The data from Federal Bureau of Statistics have been equally as damning on the performance indicators on sustainable development goals in Nigeria just as the UNDP HDI report. As they “say figures do not lie”. In the Sustainable Development Goals, SDGs’ baseline report 2016 published by the Federal Bureau of Statistics, FBS, most of the indicators are woeful, particularly as it affects the young and the youths. Current data indicate that Nigeria has never so ignored her young people as much as it is currently doing.

Let us review some few data here: 36 per cent of Nigerian youths are currently unemployed. Twenty per cent of youths are currently not in any employment, education or training. They are completely hopeless. For children too, even though not so much is done for them through public policy or family; the adult in the world extract so much from them in terms of forced labour. The FBS study indicates that 47.1 per cent percent of children between ages 5-17 are engaged in some form of unpaid labour or the other. It is tragic that our country has become less caring and more vicious in the abuse of her younger population.

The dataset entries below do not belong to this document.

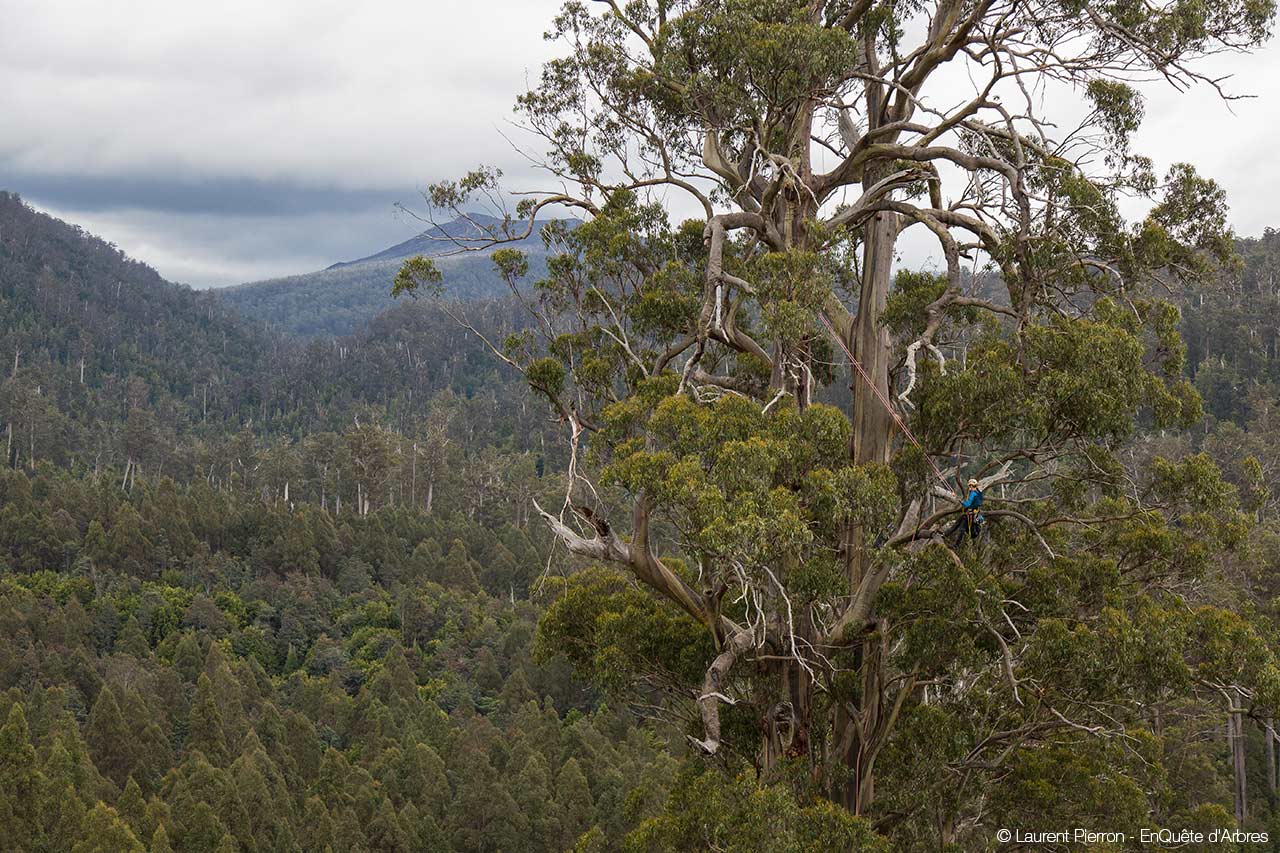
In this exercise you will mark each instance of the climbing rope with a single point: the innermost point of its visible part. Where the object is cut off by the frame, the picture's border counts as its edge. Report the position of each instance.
(880, 396)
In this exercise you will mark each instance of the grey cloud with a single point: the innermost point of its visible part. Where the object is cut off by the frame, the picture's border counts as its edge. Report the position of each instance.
(224, 142)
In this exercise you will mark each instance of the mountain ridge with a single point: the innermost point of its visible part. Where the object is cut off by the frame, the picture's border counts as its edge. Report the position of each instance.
(338, 299)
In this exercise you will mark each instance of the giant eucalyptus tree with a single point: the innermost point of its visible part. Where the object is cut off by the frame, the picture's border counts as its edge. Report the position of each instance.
(690, 364)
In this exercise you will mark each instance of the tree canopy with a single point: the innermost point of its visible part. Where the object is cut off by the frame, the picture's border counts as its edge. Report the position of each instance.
(785, 502)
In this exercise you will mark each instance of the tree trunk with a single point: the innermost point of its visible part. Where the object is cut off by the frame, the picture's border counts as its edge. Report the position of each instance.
(1235, 729)
(869, 443)
(1271, 760)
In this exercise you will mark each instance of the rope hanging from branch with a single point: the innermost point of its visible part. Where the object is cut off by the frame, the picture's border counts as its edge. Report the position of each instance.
(880, 396)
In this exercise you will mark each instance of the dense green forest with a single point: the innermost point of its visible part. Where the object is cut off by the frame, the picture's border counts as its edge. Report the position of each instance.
(268, 596)
(341, 299)
(664, 548)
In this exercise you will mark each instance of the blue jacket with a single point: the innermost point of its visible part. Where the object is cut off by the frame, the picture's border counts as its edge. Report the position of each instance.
(973, 503)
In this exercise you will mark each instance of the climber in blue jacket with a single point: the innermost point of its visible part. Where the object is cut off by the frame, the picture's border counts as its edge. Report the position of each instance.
(970, 519)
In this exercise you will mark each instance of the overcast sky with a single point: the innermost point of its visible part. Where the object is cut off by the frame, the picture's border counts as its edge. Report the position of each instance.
(234, 141)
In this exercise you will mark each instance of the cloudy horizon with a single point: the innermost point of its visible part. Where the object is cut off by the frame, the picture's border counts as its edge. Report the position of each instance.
(245, 141)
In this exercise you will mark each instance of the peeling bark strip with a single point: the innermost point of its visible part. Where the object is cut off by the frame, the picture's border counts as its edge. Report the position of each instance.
(713, 685)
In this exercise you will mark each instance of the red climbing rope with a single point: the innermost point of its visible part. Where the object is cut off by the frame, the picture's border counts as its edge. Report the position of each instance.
(880, 396)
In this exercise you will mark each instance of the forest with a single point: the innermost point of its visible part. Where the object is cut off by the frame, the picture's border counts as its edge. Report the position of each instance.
(649, 536)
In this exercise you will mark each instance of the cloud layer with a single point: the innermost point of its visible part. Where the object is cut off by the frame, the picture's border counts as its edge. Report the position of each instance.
(232, 141)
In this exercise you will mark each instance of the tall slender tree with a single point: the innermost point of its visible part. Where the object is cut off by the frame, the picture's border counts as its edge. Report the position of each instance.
(696, 364)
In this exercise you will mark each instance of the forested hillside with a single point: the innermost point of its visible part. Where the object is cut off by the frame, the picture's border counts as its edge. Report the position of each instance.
(339, 299)
(264, 597)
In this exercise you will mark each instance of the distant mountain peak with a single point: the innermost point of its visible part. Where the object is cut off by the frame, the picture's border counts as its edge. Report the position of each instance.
(451, 236)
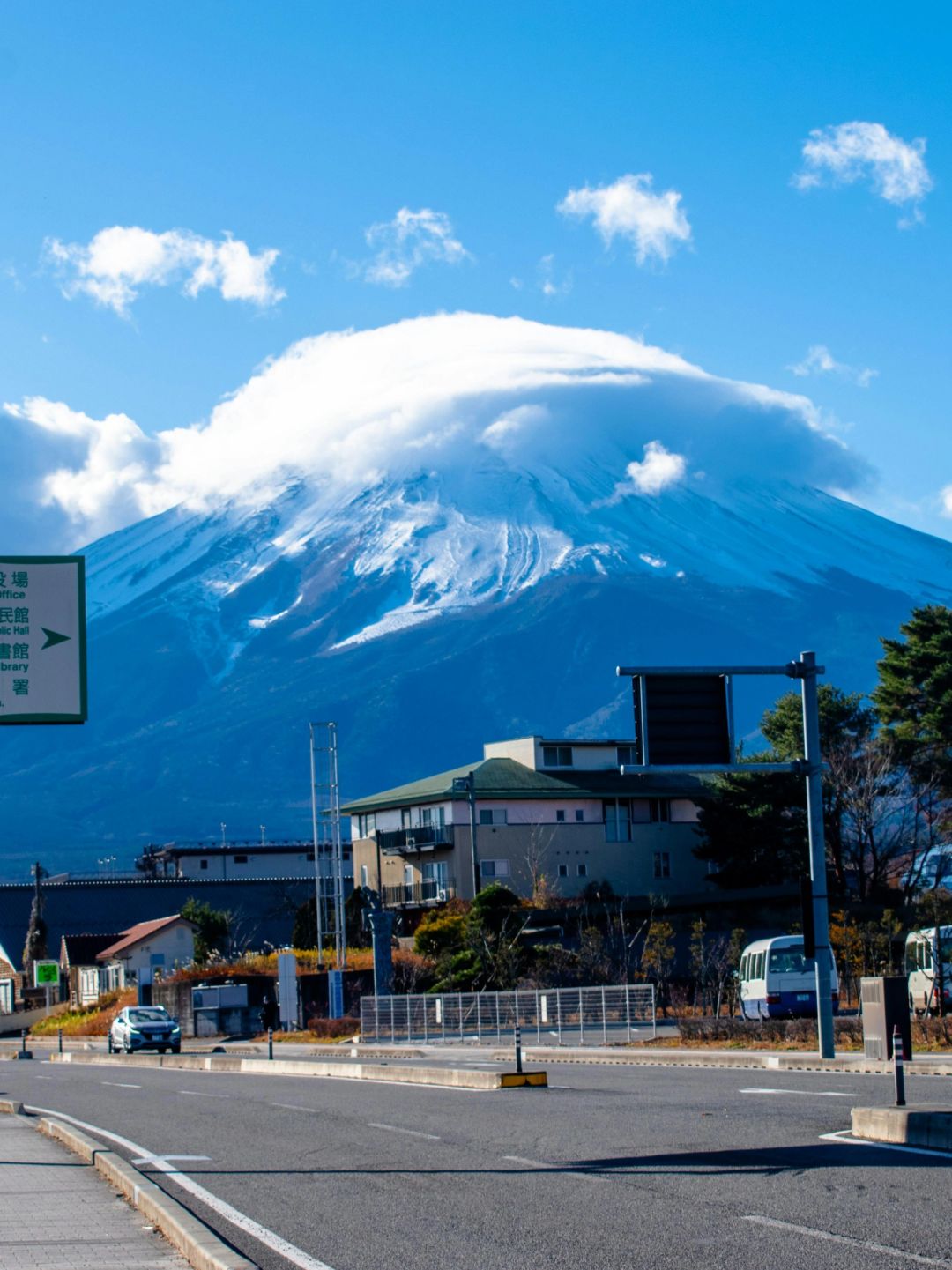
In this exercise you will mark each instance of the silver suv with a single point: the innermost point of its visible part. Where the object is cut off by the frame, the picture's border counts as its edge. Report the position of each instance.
(145, 1028)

We can change the Nigerian story: Despite the above negative indicators in human development index I remain optimistic about Nigerian development trajectory when we tap and build on the energy, creativity, imagination and the industry of everyday Nigerian which is the most important asset that Nigeria possess beyond her oil wealth and natural resources.

As we pointed out at Imperial College London in November 2016, “it is due to the hard work and industry of the ordinary Nigerians, the nation’s greatest asset, that Nigeria attained a GDP rebased of US$510 billion in 2013 exceeding that of South Africa to become the biggest African economy even in the face of her parlous infrastructure. The fit was a result of the toiling of small scale entrepreneurs who continue to create value without adequate electricity, cottage food processor; without affordable financing, farmers with the scantest of state support artisans, bold and imaginative business men and women, dynamic financial managers, young innovators, creative artist, “hardworking professionals and intellectuals”.

Credible international consulting groups such as Price Water Cooper share in our optimism. According to Price Water and Cooper, Nigerian economy will grow to be the ninth largest economy in the world in 2050 based on very dynamic key drivers of the economy that have to do with the strength of Nigerian people, the size of her market and less with excellence in governance. Below are some of the key drivers that offer possibilities for rapid investment and growth of Nigeria.

  • Nigeria has a robust middle class which according to Standard Bank reportedly grew six folds between 2000-2010

Attractive profile for investors

  • Nigeria has a large market of potential consumers of modern goods and services. These consumers have an attractive profile for investors and manufacturers, they already have acquired the discipline to pay for consumption through savings and earnings and have low household debt.

The infrastructure deficit of the country is both a challenge as well as an opportunity for investment. Out there in the global market according to Oxford economist and Pricewater Cooper, there is about US$4.78 trillion globally to spend within 10 years looking for infrastructure market to domicile. Nigeria’s hunger for infrastructure investment and with a high record of IRR (above 18 per cent) makes it a natural destination for massive investment if simple bureaucratic hurdles that have continuously impeded investments can be dismantled.

To be added to the above strength of the Nigerian nation is the nation’s resourceful diaspora community. This community of scientists, intelligentsia, innovators, professionals, footballers and entrepreneurs are adding golden pages to the Nigeria rising story. In 2013 foreign remittances picked as much as US$21 billion to Nigeria, mostly coming from the Nigeria diaspora. The diaspora community will continue to form a major pillar in the architecture of Nigerian socio-economic development.